Uitspraak
21 april 2016, 15/6634 (aangevallen uitspraak)
Centrale Raad van Beroep
In deze zaak gaat het om een hoger beroep van appellant tegen de afwijzing van zijn verzoek om aanpassing van de tegemoetkoming in de dagelijkse reiskosten tussen zijn woonadres en de plaats van tewerkstelling. Appellant, werkzaam bij de Nationale Politie, heeft sinds 2008 te maken met een verschil in lengte tussen de heen- en terugreis door de aanleg van een nieuwe weg. Op 22 juni 2015 heeft hij verzocht om de reiskostenvergoeding aan te passen, omdat de berekende reisafstand volgens hem onjuist was. De korpschef heeft dit verzoek afgewezen, met als argument dat er geen nieuw gebleken feiten of veranderde omstandigheden waren, zoals vereist door artikel 4:6 van de Algemene wet bestuursrecht (Awb).

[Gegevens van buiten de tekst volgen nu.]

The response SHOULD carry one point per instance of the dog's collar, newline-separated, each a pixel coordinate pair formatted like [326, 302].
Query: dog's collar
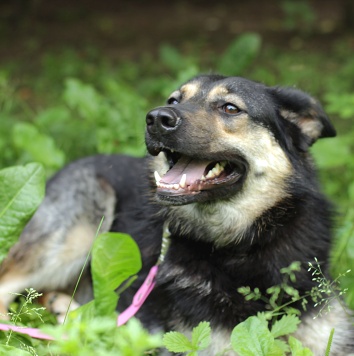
[138, 300]
[149, 283]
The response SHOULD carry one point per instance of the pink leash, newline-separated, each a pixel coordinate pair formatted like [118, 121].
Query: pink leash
[138, 300]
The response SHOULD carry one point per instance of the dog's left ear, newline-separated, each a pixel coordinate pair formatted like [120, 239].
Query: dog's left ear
[303, 111]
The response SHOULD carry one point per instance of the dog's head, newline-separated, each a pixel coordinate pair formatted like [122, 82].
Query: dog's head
[219, 137]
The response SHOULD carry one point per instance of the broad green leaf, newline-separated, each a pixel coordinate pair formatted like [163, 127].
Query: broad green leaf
[201, 335]
[297, 349]
[284, 326]
[21, 192]
[115, 258]
[240, 54]
[253, 338]
[37, 146]
[13, 351]
[177, 342]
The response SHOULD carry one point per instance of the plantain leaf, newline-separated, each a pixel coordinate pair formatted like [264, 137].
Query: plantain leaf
[115, 258]
[21, 191]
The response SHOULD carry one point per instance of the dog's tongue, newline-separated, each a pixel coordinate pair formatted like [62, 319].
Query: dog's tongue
[192, 168]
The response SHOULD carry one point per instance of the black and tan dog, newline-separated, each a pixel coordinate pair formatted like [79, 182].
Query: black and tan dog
[230, 172]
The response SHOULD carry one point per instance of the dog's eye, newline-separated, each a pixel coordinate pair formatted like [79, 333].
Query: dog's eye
[230, 109]
[172, 101]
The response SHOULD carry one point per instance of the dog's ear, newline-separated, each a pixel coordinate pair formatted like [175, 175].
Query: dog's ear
[305, 112]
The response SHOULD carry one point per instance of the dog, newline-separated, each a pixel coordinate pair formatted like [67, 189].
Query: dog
[229, 171]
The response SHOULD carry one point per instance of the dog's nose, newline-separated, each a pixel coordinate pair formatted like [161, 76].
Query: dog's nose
[162, 121]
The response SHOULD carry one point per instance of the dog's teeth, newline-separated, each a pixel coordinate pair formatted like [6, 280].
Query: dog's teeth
[209, 175]
[157, 177]
[183, 180]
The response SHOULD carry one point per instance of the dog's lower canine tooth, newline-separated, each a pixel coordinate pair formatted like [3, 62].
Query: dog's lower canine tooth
[183, 180]
[157, 177]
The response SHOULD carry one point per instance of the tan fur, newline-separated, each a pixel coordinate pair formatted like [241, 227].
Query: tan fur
[264, 187]
[189, 90]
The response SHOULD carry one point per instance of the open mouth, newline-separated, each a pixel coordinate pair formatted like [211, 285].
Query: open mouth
[190, 176]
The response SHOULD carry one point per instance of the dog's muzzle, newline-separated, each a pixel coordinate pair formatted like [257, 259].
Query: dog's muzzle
[162, 121]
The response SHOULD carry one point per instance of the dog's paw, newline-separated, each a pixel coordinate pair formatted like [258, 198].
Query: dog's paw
[58, 304]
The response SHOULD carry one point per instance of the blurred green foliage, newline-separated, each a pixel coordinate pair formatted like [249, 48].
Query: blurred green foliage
[73, 103]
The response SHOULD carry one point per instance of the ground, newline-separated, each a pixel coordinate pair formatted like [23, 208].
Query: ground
[128, 29]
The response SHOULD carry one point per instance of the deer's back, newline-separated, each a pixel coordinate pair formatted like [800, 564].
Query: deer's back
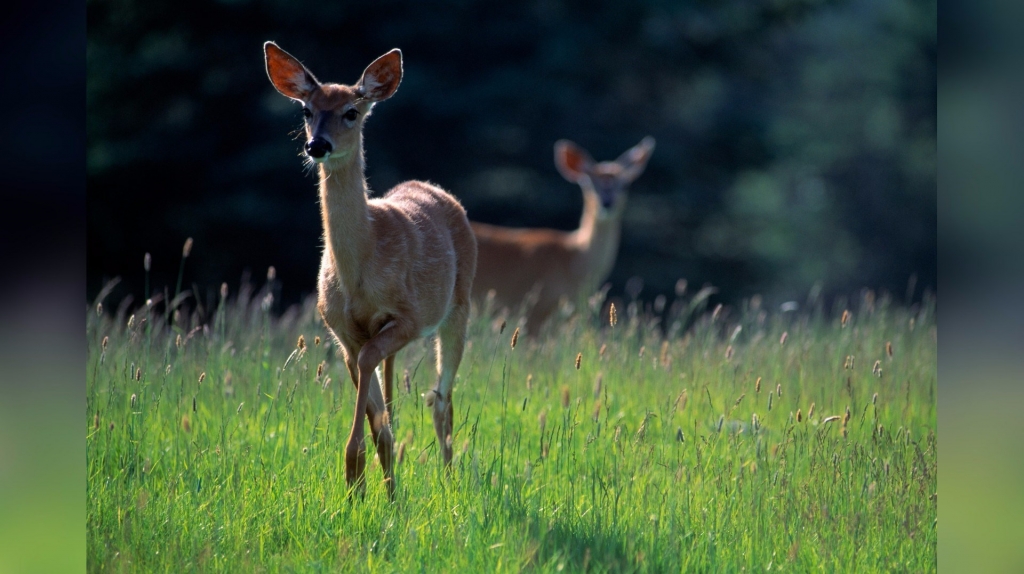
[513, 261]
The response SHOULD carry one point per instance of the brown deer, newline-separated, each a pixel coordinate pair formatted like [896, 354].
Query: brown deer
[394, 269]
[543, 266]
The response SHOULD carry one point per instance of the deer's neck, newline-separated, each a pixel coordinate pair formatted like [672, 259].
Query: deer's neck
[347, 228]
[597, 239]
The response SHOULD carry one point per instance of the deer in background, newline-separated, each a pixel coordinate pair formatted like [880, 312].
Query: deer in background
[544, 266]
[394, 269]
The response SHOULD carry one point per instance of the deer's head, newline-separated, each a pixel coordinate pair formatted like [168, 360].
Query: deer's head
[334, 113]
[607, 182]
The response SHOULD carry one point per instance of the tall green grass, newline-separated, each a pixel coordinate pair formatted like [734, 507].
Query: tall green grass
[660, 467]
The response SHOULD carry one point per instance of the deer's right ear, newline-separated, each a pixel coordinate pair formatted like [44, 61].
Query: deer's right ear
[287, 74]
[572, 162]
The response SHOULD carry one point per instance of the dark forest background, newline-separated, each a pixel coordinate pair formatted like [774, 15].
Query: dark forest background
[796, 138]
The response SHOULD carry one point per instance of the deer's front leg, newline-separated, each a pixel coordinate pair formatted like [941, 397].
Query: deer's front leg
[370, 401]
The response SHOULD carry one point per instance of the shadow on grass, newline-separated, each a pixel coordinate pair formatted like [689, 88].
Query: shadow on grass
[577, 547]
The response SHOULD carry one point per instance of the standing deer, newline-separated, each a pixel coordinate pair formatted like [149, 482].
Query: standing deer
[547, 265]
[394, 269]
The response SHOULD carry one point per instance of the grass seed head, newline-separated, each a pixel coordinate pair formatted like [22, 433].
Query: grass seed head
[683, 397]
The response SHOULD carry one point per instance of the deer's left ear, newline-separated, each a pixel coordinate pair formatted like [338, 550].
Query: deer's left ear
[634, 161]
[381, 79]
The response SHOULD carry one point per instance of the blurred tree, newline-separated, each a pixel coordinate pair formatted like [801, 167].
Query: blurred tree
[796, 137]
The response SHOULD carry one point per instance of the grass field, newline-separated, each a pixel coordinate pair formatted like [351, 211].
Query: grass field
[737, 440]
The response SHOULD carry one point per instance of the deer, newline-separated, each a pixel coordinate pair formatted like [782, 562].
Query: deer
[394, 269]
[539, 268]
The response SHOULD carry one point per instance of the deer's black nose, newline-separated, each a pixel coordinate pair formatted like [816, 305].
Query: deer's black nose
[317, 147]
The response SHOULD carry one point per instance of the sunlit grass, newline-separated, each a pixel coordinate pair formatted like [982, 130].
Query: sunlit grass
[658, 453]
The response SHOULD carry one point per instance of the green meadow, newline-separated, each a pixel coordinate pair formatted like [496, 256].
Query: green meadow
[695, 439]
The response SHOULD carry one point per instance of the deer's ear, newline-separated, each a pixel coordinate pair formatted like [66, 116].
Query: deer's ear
[572, 162]
[287, 74]
[381, 79]
[635, 159]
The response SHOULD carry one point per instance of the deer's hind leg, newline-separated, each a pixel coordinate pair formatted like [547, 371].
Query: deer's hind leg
[450, 347]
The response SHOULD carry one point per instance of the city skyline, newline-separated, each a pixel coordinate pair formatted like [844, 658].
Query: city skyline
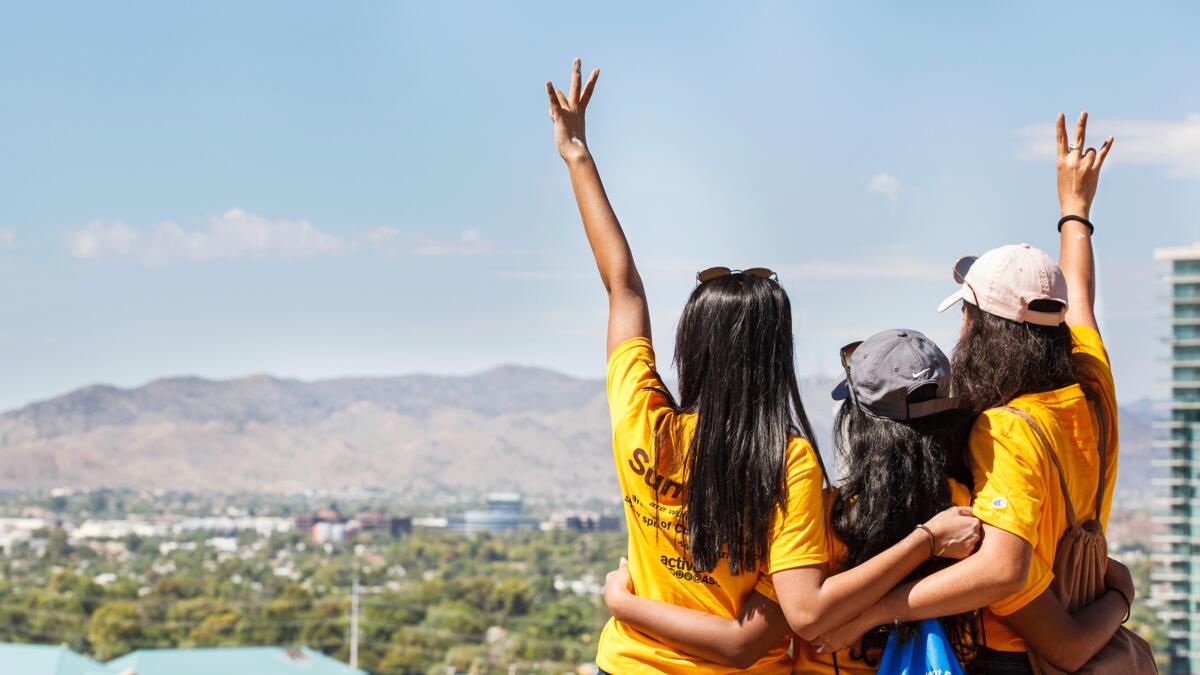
[372, 191]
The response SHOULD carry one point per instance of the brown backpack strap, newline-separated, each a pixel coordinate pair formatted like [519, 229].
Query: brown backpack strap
[1054, 457]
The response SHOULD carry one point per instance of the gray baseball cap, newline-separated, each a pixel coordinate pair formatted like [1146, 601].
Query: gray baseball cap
[885, 370]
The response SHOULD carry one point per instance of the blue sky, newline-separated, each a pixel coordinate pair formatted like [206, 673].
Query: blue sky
[366, 189]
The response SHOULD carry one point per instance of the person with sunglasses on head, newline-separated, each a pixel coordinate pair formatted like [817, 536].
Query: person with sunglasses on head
[900, 442]
[723, 488]
[1032, 366]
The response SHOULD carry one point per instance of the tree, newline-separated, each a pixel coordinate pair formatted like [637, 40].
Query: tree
[115, 628]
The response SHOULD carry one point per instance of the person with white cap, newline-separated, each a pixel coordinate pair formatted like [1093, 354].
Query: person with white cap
[1032, 366]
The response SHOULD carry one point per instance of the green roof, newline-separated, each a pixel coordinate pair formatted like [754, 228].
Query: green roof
[232, 661]
[45, 659]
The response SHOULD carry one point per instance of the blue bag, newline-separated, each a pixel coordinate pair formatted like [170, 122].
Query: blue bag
[928, 653]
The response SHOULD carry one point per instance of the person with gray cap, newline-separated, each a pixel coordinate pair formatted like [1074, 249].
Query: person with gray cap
[1033, 370]
[899, 438]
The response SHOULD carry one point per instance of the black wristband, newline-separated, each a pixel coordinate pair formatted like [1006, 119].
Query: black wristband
[1126, 598]
[1091, 228]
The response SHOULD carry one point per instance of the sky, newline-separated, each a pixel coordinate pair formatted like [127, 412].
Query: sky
[316, 190]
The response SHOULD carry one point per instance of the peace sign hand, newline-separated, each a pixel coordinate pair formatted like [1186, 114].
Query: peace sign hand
[1079, 169]
[567, 112]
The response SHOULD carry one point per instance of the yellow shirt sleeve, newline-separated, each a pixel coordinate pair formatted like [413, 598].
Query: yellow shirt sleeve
[1041, 575]
[1007, 466]
[799, 537]
[1008, 475]
[634, 382]
[767, 587]
[1095, 372]
[959, 493]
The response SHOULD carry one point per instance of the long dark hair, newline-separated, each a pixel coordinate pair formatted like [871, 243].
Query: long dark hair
[894, 478]
[736, 364]
[999, 359]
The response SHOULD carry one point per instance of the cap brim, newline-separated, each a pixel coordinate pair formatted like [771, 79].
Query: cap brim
[953, 299]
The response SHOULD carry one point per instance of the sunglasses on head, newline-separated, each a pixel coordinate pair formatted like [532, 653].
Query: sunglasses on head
[846, 352]
[719, 272]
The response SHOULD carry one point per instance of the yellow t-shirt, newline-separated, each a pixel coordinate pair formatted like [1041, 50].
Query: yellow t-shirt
[807, 661]
[1017, 483]
[659, 563]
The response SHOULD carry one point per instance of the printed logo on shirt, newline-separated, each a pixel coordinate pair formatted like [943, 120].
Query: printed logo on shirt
[682, 568]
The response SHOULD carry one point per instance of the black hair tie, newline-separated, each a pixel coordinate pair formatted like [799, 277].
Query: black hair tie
[1091, 228]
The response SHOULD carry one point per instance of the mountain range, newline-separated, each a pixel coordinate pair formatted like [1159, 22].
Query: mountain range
[511, 428]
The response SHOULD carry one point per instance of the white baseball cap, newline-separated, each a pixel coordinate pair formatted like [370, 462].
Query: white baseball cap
[1003, 282]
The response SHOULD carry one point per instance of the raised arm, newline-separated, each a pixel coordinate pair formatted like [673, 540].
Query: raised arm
[628, 314]
[737, 643]
[1079, 172]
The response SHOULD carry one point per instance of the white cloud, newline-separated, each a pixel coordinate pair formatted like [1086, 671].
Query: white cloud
[237, 234]
[885, 184]
[1174, 145]
[234, 234]
[469, 243]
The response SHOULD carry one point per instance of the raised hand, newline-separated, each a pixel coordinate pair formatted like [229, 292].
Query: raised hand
[1079, 168]
[567, 112]
[955, 532]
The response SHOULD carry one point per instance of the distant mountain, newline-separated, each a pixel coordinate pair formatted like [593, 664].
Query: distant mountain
[508, 428]
[528, 429]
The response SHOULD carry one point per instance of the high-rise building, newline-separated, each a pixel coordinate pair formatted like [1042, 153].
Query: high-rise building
[1176, 577]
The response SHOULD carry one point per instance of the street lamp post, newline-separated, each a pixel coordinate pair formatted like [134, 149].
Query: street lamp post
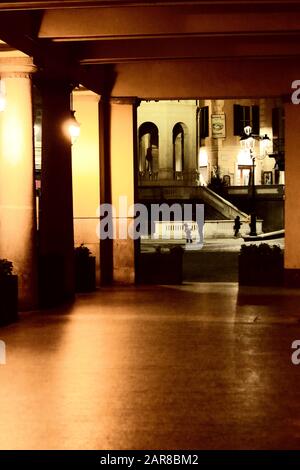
[248, 143]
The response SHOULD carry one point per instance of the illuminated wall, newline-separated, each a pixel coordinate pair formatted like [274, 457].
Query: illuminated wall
[85, 167]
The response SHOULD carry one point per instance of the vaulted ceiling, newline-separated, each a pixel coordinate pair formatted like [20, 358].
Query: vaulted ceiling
[92, 41]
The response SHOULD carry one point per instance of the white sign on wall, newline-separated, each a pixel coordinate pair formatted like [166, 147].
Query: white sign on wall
[218, 126]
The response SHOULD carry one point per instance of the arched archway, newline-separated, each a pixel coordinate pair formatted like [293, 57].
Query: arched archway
[179, 145]
[148, 139]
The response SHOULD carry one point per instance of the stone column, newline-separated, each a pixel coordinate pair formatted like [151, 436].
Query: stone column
[17, 187]
[292, 195]
[56, 205]
[123, 159]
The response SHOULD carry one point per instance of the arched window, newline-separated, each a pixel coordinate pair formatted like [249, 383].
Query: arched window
[179, 136]
[148, 146]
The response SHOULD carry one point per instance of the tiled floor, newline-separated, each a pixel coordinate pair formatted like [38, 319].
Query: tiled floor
[191, 367]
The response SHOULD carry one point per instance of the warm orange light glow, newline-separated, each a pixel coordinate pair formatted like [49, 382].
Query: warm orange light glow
[2, 102]
[73, 128]
[2, 96]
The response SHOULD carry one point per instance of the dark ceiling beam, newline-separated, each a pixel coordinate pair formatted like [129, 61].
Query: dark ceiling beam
[116, 51]
[142, 22]
[54, 61]
[49, 4]
[209, 79]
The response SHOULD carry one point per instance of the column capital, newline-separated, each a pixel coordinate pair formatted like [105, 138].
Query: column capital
[15, 67]
[133, 100]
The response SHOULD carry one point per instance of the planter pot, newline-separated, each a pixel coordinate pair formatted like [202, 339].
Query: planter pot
[160, 268]
[261, 270]
[85, 274]
[8, 300]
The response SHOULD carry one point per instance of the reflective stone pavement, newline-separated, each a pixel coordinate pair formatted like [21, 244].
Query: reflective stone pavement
[201, 366]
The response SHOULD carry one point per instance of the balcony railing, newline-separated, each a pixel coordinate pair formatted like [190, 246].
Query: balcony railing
[166, 174]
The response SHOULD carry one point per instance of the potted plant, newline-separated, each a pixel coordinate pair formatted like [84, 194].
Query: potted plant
[8, 293]
[162, 267]
[261, 265]
[85, 269]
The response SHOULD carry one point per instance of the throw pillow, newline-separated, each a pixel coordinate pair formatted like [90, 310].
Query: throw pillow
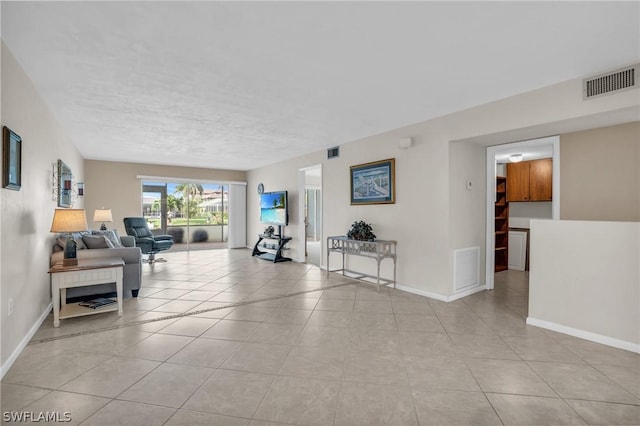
[96, 241]
[111, 235]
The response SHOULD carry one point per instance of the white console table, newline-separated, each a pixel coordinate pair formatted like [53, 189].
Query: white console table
[377, 250]
[86, 272]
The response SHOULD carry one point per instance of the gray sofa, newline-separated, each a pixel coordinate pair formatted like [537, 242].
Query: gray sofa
[132, 272]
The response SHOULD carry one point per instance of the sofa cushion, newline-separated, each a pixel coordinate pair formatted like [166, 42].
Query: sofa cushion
[111, 235]
[96, 241]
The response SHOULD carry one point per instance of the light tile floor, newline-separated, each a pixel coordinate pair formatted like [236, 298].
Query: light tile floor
[343, 355]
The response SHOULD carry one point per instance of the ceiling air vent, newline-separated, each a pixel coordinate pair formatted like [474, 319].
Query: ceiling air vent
[333, 152]
[615, 81]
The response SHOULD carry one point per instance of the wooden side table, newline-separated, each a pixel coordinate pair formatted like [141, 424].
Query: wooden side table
[86, 272]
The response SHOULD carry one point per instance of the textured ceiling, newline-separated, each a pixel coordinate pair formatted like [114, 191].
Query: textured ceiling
[245, 84]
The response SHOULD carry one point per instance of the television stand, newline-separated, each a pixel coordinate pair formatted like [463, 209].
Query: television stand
[270, 247]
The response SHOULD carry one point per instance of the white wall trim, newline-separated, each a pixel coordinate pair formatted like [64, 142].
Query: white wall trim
[190, 180]
[437, 296]
[586, 335]
[419, 292]
[25, 340]
[465, 293]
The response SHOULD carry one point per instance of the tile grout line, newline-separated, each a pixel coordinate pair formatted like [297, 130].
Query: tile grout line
[184, 314]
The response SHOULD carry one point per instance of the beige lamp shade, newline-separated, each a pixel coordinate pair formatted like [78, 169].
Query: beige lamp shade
[102, 215]
[69, 220]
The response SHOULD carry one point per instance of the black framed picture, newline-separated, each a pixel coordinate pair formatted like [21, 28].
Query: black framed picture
[11, 159]
[373, 183]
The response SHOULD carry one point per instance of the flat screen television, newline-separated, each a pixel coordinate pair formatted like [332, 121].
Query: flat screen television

De rechtbank heeft het beroep van appellant ongegrond verklaard, maar de Centrale Raad van Beroep heeft in hoger beroep geoordeeld dat de korpschef de berekeningswijze van de reisafstand niet correct heeft toegepast. De Raad heeft vastgesteld dat de korpschef de afstand van de heen- en terugreis niet op de juiste manier heeft berekend, wat in strijd is met het Besluit reis-, verblijf- en verhuiskosten politie (Brvvp). De Raad heeft de aangevallen uitspraak vernietigd en de korpschef opgedragen om een nieuwe beslissing op bezwaar te nemen, waarbij de juiste berekeningswijze in acht moet worden genomen. Tevens is de korpschef veroordeeld in de proceskosten van appellant.